Book One: Introduction
Chapter 1: Something for the Foodies
Ashley Mary Louise Cotter's cooking was perfect. Always. Perfect. Her soup was a product of love that she had delightfully presented for each of her styling clients to sample. Her clients, all of whom learned of her only by word of mouth, came to her grandfather's home as the venue for her to provide them with hair care. She almost always sent every client home with a tiny batch of her homemade soup.
Everyone who tasted her soup had, so far at least, offered praise. Everyone whose hair she cut or colored left her home with a little takeaway: a gift of about two small servings in size from her soup de jour. Not everyone always had a chance to taste Ashley's soup hot off the stovetop. Supplies were limited yet appetites were large. Anyone disappointed in the small serving size of the takeaway sample always encouraged her to repeat the offerings. There was never any display of abundance; the supply was clearly finite, even scant.
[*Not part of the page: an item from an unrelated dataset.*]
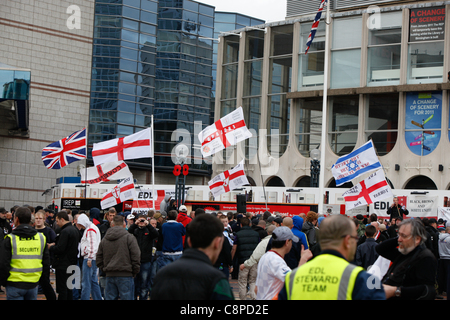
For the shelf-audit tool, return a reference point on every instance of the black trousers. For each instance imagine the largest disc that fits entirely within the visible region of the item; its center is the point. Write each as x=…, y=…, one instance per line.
x=61, y=276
Oddly, when asked "for the recipe," she would shrug and say that it was just an experiment, without more to offer. When asked about the ingredients, sometimes with a pointed warning that she needed to be careful about exposing someone to an allergy-triggering one, she again would do no more than shrug.
Chapter 2: Something for the Social Influencers
Anyone meeting Ashley outside of her own home would see an exotic looking yet strangely shy woman who had the hair of an extrovert. Her hair? Nearest to the roots, a black color that matched her Asian features. But, only barely farther from those roots, her hair exhibited an artist's palate that explored shades from metallic blue through ever lighter coloring until the hair nearest her ends displayed the drawn down strands of at least three colors. Some strands became blonde, other strands of custom greys, while some strands boldly presented in white.
On the sides of her neck were what might easily be mistaken for dangling earrings. These were not jewelry. These were tattooed.
Exposing the tattoos for clearer viewing, especially during warmer weather, she sometimes braided her hair with some strands pulled partly though a small brightly colored bead.
Her bust? Small-ish. Remarkable for the nipples rather than for her slight breasts.
Her shyness was her most obvious behavior. An odd little waif is the first impression Ashley made on anyone she met. Always someone meeting her for their first time would wonder whether to feel pity for the young women who was seemingly shy beyond social norms.
She did light up in displays of pleasure at seeing someone with whom she was comfortable. However, she tried to hide her fear of almost everyone else who might notice her.
Ashley had a nervous habit of slowly clasping her interlocked fingers while, almost sensually, moving her arms and twisting her wrists as if in a dance routine. Dance? More about dance, but, not yet. We have only barely reached the parts of her life about soup and hair in this introduction within a series of books. So much begging to be told about these few parts before we adventure further. We can easily exclude her choice of clothing from our introduction. Why? Because she wore clothing as if an artifice. An artifice? Yes, as if to deceive anyone from noticing she was athletic, with the build of a dancer. Pointedly, also, her choices in apparel were intended to hide her remarkable nipples from any discovery.